Anne voulait que je meure. Cette idée fit son cheminement dans ma tête.
- Pourquoi tu dois mourir pour Anne et Joseph ? Qu'est-ce que cela leur apporterait que leur petite sœur soit morte ?
- Ils seraient enfin heureux, dis-je convaincue.
- Tu sais, j'ai déjà parlé avec Joseph. Il sait maintenant que ce n'est pas ta faute. Il en veut à tes parents. C'est eux qui se sont mis en prison tous seuls. C'est à cause d'eux qu'Anne et lui sont malheureux, et toi aussi. C'est lui qui me l' dit. Tu pourras lui demander.
- Mais pourquoi Anne me déteste ? pleurai-je finalement.
- Elle est comme toi : elle croit fermement que c'est ta faute. Je pense que c'est plus facile pour elle. Cela ne veut pas dire qu'au plus profond d'elle-même, elle ne sait pas que c'est faux. Bien au contraire, mais elle déteste cette idée que vos parents ont tout détruit, alors elle te rejette. Tu comprends ?
Non. Ou plutôt si, mais je ne voulais pas l'admettre. Il devait bien exister une vraie raison pour laquelle j'étais coupable.

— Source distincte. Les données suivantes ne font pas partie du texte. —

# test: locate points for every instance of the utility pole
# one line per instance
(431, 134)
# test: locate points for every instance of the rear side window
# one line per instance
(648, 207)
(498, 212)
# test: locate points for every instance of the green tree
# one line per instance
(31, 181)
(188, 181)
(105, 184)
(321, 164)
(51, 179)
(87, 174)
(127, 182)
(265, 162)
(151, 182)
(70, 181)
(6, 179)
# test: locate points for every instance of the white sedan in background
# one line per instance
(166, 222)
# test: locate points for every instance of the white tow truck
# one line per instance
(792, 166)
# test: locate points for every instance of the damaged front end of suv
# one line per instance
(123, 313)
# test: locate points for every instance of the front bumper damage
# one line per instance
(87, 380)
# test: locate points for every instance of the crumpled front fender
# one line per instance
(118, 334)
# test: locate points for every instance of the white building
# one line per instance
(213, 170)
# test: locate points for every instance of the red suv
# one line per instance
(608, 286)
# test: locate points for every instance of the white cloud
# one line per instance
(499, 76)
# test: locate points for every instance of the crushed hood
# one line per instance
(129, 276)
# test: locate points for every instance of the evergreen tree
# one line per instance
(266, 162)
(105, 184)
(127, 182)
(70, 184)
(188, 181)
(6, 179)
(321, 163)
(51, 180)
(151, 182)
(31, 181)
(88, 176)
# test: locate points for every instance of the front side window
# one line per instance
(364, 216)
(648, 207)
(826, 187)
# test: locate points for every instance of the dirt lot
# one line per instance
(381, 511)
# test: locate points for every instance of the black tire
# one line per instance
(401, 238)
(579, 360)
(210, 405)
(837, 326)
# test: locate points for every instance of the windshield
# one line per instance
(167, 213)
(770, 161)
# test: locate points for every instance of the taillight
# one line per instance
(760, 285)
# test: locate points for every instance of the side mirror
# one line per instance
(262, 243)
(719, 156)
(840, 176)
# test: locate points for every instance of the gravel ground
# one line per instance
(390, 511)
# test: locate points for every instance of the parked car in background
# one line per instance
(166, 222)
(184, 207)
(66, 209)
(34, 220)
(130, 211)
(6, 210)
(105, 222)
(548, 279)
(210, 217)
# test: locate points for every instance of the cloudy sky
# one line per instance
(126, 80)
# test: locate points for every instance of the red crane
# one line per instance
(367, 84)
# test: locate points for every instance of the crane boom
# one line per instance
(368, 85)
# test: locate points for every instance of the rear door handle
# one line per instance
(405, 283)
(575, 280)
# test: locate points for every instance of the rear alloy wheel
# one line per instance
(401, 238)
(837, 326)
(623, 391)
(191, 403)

- Tu as le droit d'exister, Camille. Même si tu avais fait quelque chose de mal, tu aurais quand même ce droit. Tout le monde commet des erreurs, et tes parents en ont commis plein. La première a été de te faire croire que tu étais responsable de tout ça, conclut-il calmement.
Sa voix grave et douce emplissait mon esprit, répétant ses mots en boucle. J'essayais de les assimiler, sans succès. Je me sentais toujours coupable, même si j'abandonnai l'idée de mourir, pour l'instant. D'ailleurs, Ethan ajouta une dernière phrase.
- Je suis sûr que si tu cessais d'exister, ton frère serait encore plus triste.
Je ne pouvais pas supporter cette idée. Je ne voulais pas que Joseph soit encore malheureux à cause de moi. Ma seule solution était de rester dans ma chambre, et de ne plus en sortir. Ce serait comme si je n'existais plus, mais sans mourir. Comme ça, ils seraient contents tous les deux.